In this talk, I suggest that Fodor’s general framework offers us a systematic and unbiased way of exploring such properties in LLMs. I propose that an LLM should be conceived, not only as a neuronal black box, but also as a complex ‘network’ of interacting cognitive modules. Recovering the structure of this network, the identity of individual modules, their properties, and situating them comparatively to human cognitive modules, suggests a bolder, less reductionist way of conducting such studies. I also propose a radical vision for the longer-term future, relying on computational definitions of consciousness, that aims to measure (hypothetical) consciousness in LLMs as an emergent property of the complex network itself.

Boston Dynamics AI Institute

Aligning Robot and Human Representations

To perform tasks that humans want in the world, robots rely on a representation of salient task features; for example, to hand me a cup of coffee, the robot considers features like efficiency and cup orientation in its behavior. Prior methods try to learn both a representation and a downstream task jointly from data sets of human behavior, but this unfortunately picks up on spurious correlations and results in behaviors that do not generalize. In my view, what’s holding us back from successful human-robot interaction is that human and robot representations are often misaligned: for example, our lab’s assistive robot moved a cup inches away from my face -- which is technically collision-free behavior -- because it lacked an understanding of personal space. Instead of treating people as static data sources, my key insight is that robots must engage with humans in an interactive process for finding a shared representation for more efficient, transparent, and seamless downstream learning.

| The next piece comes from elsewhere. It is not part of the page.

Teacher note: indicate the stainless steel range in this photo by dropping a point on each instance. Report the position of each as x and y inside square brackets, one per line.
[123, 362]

In this talk, I focus on a divide and conquer approach: explicitly focus human input on teaching robots good representations before using them for learning downstream tasks. This means that instead of relying on inputs designed to teach the representation implicitly, we have the opportunity to design human input that is explicitly targeted at teaching the representation and can do so efficiently. I introduce a new type of representation-specific input that lets the human teach new features, I enable robots to reason about the uncertainty in their current representation and automatically detect misalignment, and I propose a novel human behavior model to learn robust behaviors on top of human-aligned representations. By explicitly tackling representation alignment, I believe we can ultimately achieve seamless interaction with humans where each agent truly grasps why the other behaves the way they do.